Recently, the following provocatively simple set of questions was added to an earlier post describing Jackson Pollock and fractals - one of a series of posts that debate whether technology & mathematics -produced art can actually be ART:
why does the mathematics have to be producing art? why can't the mathematics be art itself? would that actually solve any of the problems discussed here.
This question is from Jonathan "Fish" Fisher - co-winner of the 2005 Duke poetry award. Fish has posted a number of interesting comments and questions, adding his voice to the dialogue of whether or not art can be produced using mathematics and technology. He recently posted his Poem For Benoit Mandelbrot, A Connoisseur of Chaos, a moving poem that ends that concludes with his own awareness of the beauty and mystery of mathematical forms and structure via Mandelbrot's fractals:
Briefly I taste the salt sting
Of equations I'll never understand,
But a wave of awe
Sweeps me up as if divine
Artistry had finally
Conformed to a function of
Some rigid geometry.
Can any man be more than an artist?
I am always heartened when a non-mathematician senses the beauty of mathematics, which Fish makes evident in his poem, and his suggestive question: why can't the mathematics be art itself?

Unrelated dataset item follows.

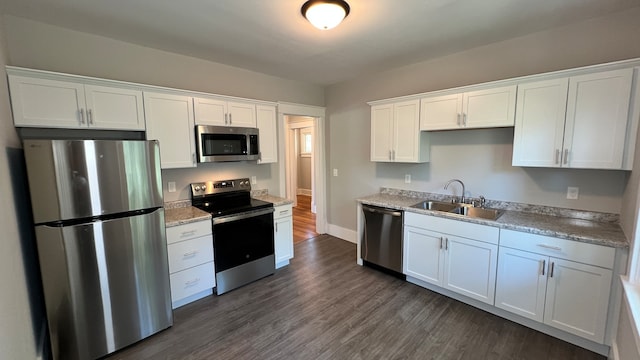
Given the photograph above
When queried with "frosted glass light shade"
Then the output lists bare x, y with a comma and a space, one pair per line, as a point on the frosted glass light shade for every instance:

There are mathematicians who will go into full rapture mode when describing the beauty, in their eyes, of mathematics. This is especially true when they describe mathematical proofs that are considered "elegant" - proofs whose logical path leads inexorably from axiom to conclusion using an economy of steps, with leaps to other areas of mathematics hitherto unrelated, demonstrating a dizzying web of connections among the farthest reaches of mathematics.

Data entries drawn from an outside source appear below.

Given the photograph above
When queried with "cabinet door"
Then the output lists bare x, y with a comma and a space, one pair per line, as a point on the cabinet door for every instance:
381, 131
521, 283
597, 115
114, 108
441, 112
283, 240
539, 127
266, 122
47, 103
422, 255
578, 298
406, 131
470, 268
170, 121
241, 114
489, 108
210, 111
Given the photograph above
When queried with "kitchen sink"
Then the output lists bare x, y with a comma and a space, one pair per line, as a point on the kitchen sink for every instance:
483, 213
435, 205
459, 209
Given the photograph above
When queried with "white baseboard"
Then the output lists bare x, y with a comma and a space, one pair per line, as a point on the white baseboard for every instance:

This view is typified by G.H. Hardy, an early-mid-20th-century British number theorist, and the author of A Mathematician's Apology, his 1941 memoir and a book that should be read by all mathematicians. Hardy writes...
In great mathematics there is a very high degree of unexpectedness, combined with inevitability and economy.

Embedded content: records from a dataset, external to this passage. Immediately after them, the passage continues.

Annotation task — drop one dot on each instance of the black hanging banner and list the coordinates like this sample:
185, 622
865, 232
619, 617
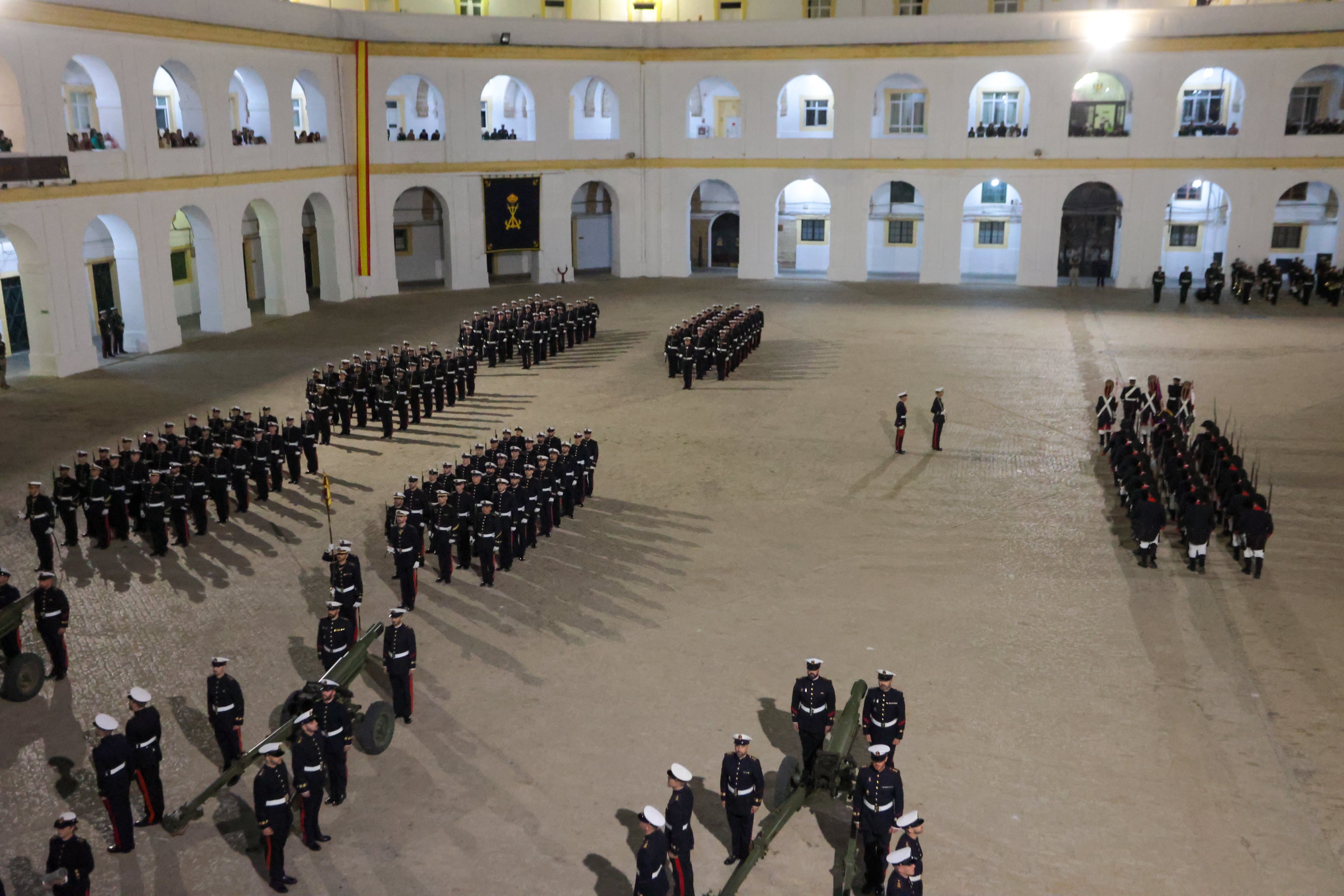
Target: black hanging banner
512, 214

But what about beauty? And where is the art? Hardy lived in a world of pure thought and number - far-removed from the real world earthiness of mathematical modeling, and just as far from the computer-produced display of impossibly intricate fractals. Yet for him, it is the essence of pattern - not, as we've seen, a pattern in space such as a fractal pattern, but a pattern of abstraction and logic that is the substrate of mathematics, and it is there that beauty can, and MUST be found:
The mathematician's patterns, like the painter's or the poet's must be beautiful; the ideas, like the colors or the words must fit together in a harmonious way. Beauty is the first test: there is no permanent place in this world for ugly mathematics.
For Hardy, mathematics is surely art. To those who still aren't convinced, and who would claim that only mathematicians can see the "beauty," hence it is not art, isn't this an argument similar to those who can't see the landscape in an abstract painting, or who can't hear a melody in the serial music of Schoenberg?
Applying some logic here, mathematics must be art because it has an art-essence that is independent of the observer. If you don't see it, it must be there.